PromQL: multiple queries with dependent values

marc koser

unread,

Oct 13, 2022, 7:03:24 AM10/13/22

to Prometheus Users

Is it possible to have one side of a query limit the results of another part of the same query?

For example; I want an alert query for when the count of all instances in a clustered service are not equal to what the instance is reporting based on a label's value being equal in both sides of the query (in this case; there are many nodes that run the same service but are part of different clusters:)

redis_cluster_known_nodes != scalar(count(up{service=~"redis-exporter"}))

The shared label value would be something like, group="cluster-a" and should not evaluate metrics where group="cluster-b"

Thanks in advance!

Brian Candler

unread,

Oct 13, 2022, 9:13:42 AM10/13/22

to Prometheus Users

> Is it possible to have one side of a query limit the results of another part of the same query?

Yes, but it depends on exactly what you mean.
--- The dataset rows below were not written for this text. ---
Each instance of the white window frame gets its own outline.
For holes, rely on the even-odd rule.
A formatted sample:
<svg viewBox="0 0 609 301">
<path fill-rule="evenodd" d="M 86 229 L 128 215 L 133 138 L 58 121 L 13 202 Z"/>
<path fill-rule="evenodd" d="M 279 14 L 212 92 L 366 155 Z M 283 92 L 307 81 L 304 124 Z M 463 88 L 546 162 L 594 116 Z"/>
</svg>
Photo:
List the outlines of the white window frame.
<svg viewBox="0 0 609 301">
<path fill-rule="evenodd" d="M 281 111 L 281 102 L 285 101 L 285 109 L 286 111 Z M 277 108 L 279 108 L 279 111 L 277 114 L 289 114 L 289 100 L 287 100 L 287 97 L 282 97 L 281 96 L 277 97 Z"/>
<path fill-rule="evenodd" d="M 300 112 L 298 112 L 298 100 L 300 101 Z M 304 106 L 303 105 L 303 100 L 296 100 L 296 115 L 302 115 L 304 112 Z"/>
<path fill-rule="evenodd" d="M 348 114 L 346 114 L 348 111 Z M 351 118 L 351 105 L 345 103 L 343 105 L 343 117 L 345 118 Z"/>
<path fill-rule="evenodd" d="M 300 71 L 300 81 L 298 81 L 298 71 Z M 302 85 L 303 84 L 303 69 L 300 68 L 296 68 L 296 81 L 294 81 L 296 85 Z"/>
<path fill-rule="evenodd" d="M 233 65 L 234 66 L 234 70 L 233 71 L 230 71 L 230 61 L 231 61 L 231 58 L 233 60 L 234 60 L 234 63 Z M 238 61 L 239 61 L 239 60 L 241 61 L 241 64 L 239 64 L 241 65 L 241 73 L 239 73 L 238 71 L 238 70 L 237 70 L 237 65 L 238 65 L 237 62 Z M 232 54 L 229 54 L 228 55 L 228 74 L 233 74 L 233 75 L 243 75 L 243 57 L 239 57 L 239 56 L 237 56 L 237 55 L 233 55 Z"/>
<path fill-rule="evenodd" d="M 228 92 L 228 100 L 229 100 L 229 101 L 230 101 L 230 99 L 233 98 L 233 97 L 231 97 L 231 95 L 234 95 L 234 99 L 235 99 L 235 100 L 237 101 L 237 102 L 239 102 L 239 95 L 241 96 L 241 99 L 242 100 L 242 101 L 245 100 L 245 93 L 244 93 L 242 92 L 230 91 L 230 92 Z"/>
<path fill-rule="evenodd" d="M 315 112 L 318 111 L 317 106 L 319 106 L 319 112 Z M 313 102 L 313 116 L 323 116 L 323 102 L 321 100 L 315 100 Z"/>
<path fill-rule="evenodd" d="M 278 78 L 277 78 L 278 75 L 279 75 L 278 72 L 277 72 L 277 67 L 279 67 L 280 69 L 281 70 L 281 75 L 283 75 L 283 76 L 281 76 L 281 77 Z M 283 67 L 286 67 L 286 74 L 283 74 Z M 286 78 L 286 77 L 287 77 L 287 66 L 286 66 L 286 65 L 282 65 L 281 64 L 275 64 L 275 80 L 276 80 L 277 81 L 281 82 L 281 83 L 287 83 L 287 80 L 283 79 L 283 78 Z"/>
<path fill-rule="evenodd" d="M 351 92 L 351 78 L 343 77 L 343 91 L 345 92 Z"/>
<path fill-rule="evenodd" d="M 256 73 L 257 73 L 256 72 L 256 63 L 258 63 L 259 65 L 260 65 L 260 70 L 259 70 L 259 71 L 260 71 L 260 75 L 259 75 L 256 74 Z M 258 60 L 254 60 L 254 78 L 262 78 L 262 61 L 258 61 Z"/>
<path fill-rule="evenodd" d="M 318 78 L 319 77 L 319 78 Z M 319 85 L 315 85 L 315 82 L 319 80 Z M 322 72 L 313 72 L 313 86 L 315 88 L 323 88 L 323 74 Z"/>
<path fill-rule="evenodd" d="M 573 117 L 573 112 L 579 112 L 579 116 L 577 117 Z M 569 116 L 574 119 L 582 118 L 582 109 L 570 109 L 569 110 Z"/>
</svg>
The details are here:

https://prometheus.io/docs/prometheus/latest/querying/operators/

It depends on whether you can construct vectors for the LHS and RHS which have corresponding labels.

If you can give some specific examples of the metrics themselves - including all their labels - then we can see whether it's possible to do what you want in PromQL. Right now the requirements are unclear.

> redis_cluster_known_nodes != scalar(count(up{service=~"redis-exporter"}))

>

> The shared label value would be something like, group="cluster-a" and should not evaluate metrics where group="cluster-b"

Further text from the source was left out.